Article Text
Abstract
Background Intratumoral heterogeneity—defined as genetic and cellular diversity within a tumor—is linked to the failure of immunotherapy in multiple cancer types.1 2 The reasons for this are not well understood. Recent multi-region studies have found that as many as two-thirds of patient tumors contain both distinct ‘hot’ and ‘cold’ tumor regions, defined by high and low T cell infiltrates, respectively.3 We developed a novel system to reproducibly model tumor heterogeneity in mice, and employed this system to ask how ITH shapes the efficacy of immunotherapy.
Methods We introduced fluorescent tags into each ‘immune hot’ and ‘immune cold’ squamous cell skin carcinoma cell lines, and mixed them together to establish heterogeneous tumors in which tumor populations could be precisely spatially tracked. We analyzed immune cells in the vicinity of each hot and cold tumor cell populations by microdissection and flow cytometry as well as by spatial single cell RNAseq. We subsequently treated mice with a combination of anti-PD-1 blockade + CD40 agonist or control antibodies. We analyzed the response to therapy in each hot and cold regions of heterogeneous tumors, as well as overall tumor growth.
Results In untreated heterogeneous tumors, we find local tumor cells direct the formation distinct immune microenvironments. Cold tumor cells establish neighborhoods of immunosuppression, characterized by high macrophage infiltration, few inflammatory monocytes and neutrophils, and limited T cell abundance and function. We identified CX3CL1 as a candidate mediator of immunosuppression in cold tumor regions. When CX3CL1 was overexpressed in hot tumor cells, it drove an increase in suppressive CD206hi macrophages and reduction of monocytes and neutrophils. When heterogeneous tumors were treated with a combination of anti-PD-1 and CD40 agonist antibodies, we observed an influx of T cells post-treatment but only a modest slowing of tumor growth. Microdissection of tumors 6 days after treatment revealed that dysfunctional immune spatial organization persisted following therapy: T cells continued to exhibit limited abundance and function near cold tumor cells.
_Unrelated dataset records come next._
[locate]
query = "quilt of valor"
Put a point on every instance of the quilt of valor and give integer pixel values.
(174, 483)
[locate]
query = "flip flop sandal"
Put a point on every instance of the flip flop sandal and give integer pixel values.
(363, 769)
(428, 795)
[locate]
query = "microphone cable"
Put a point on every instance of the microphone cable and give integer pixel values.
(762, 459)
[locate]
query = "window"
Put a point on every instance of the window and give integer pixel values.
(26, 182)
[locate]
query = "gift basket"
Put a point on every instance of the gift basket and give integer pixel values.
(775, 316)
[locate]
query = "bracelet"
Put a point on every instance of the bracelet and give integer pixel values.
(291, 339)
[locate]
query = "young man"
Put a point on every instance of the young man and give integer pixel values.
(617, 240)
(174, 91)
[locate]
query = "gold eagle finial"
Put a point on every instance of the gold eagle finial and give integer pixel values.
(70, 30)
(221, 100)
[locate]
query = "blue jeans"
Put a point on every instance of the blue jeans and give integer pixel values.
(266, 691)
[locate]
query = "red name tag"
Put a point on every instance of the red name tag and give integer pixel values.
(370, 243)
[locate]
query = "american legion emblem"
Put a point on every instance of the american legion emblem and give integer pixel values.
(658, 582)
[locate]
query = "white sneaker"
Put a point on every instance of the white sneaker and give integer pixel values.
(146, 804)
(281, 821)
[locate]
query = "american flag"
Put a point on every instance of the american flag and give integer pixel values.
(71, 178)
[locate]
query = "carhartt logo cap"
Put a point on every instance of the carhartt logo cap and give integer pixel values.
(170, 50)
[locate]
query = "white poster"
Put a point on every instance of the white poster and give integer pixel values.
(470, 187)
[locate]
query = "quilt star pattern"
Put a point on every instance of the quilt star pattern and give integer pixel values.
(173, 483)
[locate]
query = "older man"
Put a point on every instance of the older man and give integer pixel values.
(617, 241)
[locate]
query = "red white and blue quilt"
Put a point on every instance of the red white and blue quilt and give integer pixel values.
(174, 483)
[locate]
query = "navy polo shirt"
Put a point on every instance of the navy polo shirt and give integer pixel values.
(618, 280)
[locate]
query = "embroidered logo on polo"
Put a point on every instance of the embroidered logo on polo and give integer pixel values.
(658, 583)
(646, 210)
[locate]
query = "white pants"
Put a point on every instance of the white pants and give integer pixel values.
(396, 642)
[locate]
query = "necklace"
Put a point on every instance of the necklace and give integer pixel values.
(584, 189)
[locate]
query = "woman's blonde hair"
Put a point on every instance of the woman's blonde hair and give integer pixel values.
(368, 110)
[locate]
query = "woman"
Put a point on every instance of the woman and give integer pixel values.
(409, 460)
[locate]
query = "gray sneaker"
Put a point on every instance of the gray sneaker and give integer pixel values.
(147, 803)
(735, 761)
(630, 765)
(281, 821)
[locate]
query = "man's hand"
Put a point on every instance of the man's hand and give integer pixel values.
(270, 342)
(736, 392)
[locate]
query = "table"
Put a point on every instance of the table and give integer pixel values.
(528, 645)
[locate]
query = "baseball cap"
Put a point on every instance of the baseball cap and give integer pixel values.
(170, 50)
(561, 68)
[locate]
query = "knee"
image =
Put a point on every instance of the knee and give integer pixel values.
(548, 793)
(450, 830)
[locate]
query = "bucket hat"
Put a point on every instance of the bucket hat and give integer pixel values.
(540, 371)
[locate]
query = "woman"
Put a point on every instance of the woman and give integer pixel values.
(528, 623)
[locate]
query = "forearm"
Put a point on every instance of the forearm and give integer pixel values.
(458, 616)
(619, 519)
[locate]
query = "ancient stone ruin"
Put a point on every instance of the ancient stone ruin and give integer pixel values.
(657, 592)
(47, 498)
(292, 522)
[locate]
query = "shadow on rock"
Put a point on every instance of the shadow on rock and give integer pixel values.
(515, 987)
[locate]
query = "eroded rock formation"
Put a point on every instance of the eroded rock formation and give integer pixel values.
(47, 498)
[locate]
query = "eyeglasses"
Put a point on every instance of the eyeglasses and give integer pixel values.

Conclusions We conclude that tumor cells create an architectural blueprint for the abundance and functional activity of tumor-infiltrating immune cells, which shapes both the pre-treatment immune microenvironment and responses to immunotherapy. Treatment with a combinatorial checkpoint inhibition regimen, despite leading to an influx in T cells, failed to eliminate spatial pockets of immunosuppression near cold tumor cells, and was ultimately ineffective at inducing tumor regression. Mechanistically, we identify CX3CL1 as a mediator of intratumoral accumulation of immunosuppressive macrophages.